8. Nature / Urbanisme :
Il n’y a pas dans le travail de Kirsten Mosher la volonté d’établir une distinction entre nature et urbanisation. C’est un regard plutôt poétique que Kirsten Mosher pose sur la nature rare et architecturée de la ville. Le rapport horizontal de l’artiste au sol réaffirme très fortement et très simplement l’existence de l’espace urbain pour lui-même. Nature Pace (1990), une vidéo filmée avec une caméra endommagée produisant un grand vacarme tendait à montrer que l’on peut aussi être pris d’un sentiment de claustrophobie ailleurs que dans la métropole, en l’occurrence dans un bois. Parking Space Raft (1993), une place de parking installée sur un radeau au large d’un lac canadien, réalise la synthèse du dilemme nature/culture.
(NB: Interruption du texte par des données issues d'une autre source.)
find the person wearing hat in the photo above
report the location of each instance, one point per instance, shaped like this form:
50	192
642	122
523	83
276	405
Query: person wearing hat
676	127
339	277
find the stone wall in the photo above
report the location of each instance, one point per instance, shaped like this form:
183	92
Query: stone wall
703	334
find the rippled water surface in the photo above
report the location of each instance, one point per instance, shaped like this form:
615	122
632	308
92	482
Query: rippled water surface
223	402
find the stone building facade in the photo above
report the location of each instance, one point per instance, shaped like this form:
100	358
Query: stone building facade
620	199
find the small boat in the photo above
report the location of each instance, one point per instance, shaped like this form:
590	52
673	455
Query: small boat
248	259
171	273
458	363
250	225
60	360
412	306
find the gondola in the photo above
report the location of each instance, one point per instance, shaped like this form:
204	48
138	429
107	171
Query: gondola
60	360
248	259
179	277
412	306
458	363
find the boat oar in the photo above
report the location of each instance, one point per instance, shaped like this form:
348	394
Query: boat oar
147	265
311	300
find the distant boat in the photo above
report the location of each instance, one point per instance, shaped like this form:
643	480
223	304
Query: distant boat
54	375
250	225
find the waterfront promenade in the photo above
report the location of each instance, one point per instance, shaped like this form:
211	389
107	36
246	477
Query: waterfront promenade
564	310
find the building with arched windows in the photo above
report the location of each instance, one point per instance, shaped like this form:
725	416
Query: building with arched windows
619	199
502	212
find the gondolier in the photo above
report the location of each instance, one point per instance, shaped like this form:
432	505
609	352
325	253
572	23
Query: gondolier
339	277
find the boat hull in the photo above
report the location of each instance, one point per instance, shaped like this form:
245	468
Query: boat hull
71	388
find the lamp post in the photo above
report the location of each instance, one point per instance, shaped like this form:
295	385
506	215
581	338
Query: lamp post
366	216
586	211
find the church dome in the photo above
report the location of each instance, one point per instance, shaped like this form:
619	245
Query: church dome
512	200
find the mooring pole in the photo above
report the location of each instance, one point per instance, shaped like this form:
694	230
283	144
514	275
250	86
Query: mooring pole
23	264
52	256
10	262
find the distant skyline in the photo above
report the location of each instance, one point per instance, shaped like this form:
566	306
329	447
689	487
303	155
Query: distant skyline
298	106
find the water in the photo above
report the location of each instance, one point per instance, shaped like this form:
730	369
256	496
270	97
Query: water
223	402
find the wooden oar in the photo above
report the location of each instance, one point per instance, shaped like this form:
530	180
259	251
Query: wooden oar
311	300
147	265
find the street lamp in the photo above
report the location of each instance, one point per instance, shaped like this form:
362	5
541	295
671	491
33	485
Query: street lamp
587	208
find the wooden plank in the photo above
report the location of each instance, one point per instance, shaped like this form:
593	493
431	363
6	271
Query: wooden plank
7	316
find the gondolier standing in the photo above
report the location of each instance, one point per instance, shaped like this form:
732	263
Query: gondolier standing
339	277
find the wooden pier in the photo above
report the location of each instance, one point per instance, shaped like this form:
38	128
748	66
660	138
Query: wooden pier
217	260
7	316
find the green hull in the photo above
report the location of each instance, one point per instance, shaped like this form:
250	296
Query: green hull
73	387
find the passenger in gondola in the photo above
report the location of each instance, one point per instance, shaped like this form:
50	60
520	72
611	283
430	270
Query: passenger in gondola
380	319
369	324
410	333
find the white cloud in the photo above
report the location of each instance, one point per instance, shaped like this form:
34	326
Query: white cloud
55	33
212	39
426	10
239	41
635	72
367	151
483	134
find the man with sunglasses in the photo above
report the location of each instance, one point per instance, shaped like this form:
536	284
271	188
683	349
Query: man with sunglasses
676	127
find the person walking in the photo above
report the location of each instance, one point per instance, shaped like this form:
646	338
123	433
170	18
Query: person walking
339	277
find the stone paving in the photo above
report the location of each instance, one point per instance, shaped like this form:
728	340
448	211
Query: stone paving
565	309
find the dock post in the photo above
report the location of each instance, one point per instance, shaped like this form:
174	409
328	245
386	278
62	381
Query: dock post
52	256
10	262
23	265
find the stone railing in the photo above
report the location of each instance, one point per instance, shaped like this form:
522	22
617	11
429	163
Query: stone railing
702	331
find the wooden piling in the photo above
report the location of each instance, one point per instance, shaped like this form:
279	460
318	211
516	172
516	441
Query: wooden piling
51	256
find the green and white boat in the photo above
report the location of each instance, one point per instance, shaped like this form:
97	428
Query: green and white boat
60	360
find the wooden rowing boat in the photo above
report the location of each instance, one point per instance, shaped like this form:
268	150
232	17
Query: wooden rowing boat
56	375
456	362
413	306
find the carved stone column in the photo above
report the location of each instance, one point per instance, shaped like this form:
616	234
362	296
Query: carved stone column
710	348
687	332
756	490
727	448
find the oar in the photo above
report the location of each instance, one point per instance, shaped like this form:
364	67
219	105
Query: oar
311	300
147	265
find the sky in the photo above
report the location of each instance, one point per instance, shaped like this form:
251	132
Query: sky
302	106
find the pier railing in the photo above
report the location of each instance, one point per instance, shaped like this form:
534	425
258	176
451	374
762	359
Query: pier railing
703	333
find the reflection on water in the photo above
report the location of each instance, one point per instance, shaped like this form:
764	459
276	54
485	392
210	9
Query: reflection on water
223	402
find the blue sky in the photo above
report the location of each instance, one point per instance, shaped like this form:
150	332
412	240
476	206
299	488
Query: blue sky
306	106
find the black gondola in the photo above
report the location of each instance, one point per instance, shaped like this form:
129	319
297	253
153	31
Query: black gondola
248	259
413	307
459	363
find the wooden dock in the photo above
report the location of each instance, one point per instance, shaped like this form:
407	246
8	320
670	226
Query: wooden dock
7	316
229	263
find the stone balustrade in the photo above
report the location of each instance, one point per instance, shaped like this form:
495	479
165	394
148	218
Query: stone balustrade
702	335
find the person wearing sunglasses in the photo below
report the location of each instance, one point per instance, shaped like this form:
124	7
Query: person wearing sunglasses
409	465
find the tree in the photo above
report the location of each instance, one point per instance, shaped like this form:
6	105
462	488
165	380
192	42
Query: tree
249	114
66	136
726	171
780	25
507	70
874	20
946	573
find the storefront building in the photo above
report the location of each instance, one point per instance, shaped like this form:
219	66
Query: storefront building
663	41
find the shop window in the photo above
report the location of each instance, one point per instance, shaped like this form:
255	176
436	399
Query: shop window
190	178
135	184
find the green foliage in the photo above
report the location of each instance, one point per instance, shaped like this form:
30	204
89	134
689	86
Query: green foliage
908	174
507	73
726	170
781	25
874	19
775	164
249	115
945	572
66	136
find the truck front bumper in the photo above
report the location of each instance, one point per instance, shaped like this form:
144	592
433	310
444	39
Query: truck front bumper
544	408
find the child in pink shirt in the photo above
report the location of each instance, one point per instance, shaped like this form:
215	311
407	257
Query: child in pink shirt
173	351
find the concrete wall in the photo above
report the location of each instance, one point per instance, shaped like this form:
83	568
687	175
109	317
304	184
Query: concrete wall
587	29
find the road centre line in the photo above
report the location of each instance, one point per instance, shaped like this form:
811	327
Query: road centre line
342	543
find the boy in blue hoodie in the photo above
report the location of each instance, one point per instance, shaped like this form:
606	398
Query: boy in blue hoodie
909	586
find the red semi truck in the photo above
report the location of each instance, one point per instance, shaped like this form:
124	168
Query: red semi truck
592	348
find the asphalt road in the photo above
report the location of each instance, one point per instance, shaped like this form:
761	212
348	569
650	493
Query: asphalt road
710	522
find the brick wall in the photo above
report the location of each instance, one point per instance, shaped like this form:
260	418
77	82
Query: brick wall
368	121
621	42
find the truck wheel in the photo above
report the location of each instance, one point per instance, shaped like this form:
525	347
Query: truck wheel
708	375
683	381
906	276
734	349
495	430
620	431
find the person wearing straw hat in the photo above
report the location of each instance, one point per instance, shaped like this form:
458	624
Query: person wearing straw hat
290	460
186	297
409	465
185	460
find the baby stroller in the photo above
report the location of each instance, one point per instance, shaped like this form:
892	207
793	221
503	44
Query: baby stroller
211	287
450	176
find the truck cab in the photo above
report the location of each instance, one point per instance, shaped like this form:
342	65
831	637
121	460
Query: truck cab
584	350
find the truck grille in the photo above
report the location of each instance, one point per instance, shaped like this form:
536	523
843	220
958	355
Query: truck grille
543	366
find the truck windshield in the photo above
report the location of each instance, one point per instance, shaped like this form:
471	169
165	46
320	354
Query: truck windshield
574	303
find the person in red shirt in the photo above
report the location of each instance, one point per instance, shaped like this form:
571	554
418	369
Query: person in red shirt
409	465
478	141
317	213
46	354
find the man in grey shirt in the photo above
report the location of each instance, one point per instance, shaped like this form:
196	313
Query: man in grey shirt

La propriété de l’espace urbain, concept absurde comme l’idée d’une place de parking au milieu de nulle part, s’en va ainsi à la dérive. La notion de parcours est ici transformée en nomadisme (De Mark Twain jusqu’aux homeless de l’Amérique d’aujourd’hui).
9. La nature des images :
Les images de Kirsten Mosher expérimentent des techniques cheap. La caméra pour enfant donne un gros grain à l’image de la vidéo pouvant aller jusqu’au brouillage. De par sa transparence et sa précarité, le papier calque des dessins pose un problème de lisibilité des formes en même tant qu’il est un support commun pour les projets d’urbanisme. Enfin le polaroid utilisé pour son livre d’artiste donne à la réalité urbaine du projet de l’artiste plus de prégnance, en même tant qu’il rejoue toute une culture pop tempérant ainsi un travail que l’on a trop souvent qualifié de conceptuel.
10. Recyclage :
La réflexion de Kirsten Mosher sur l’espace urbain pose inévitablement le problème de la pollution. En 1991, elle présente chez Pat Hearn, à New York une gaine d’évacuation des ordures (Gutting Cycle) qui sort de la fenêtre de la galerie, descend de deux étages et remonte soudainement par une autre fenêtre dans l’espace d’exposition. S’il ne s’agit pas là à proprement parler de recyclage, on a tout de même affaire à un dispositif comportant une anomalie. Dans le même ordre d’idée Kirsten Mosher assemble des couvercles de poubelles entre eux (Toxic Mutant Trash Can) obtenant ainsi un curieux objet qui aurait subi une mutation. Toujours ce côté science-fiction.
Catherine Macchi
*Kirsten Mosher, in Flash Art International, Special Aperto’93, mai 1993.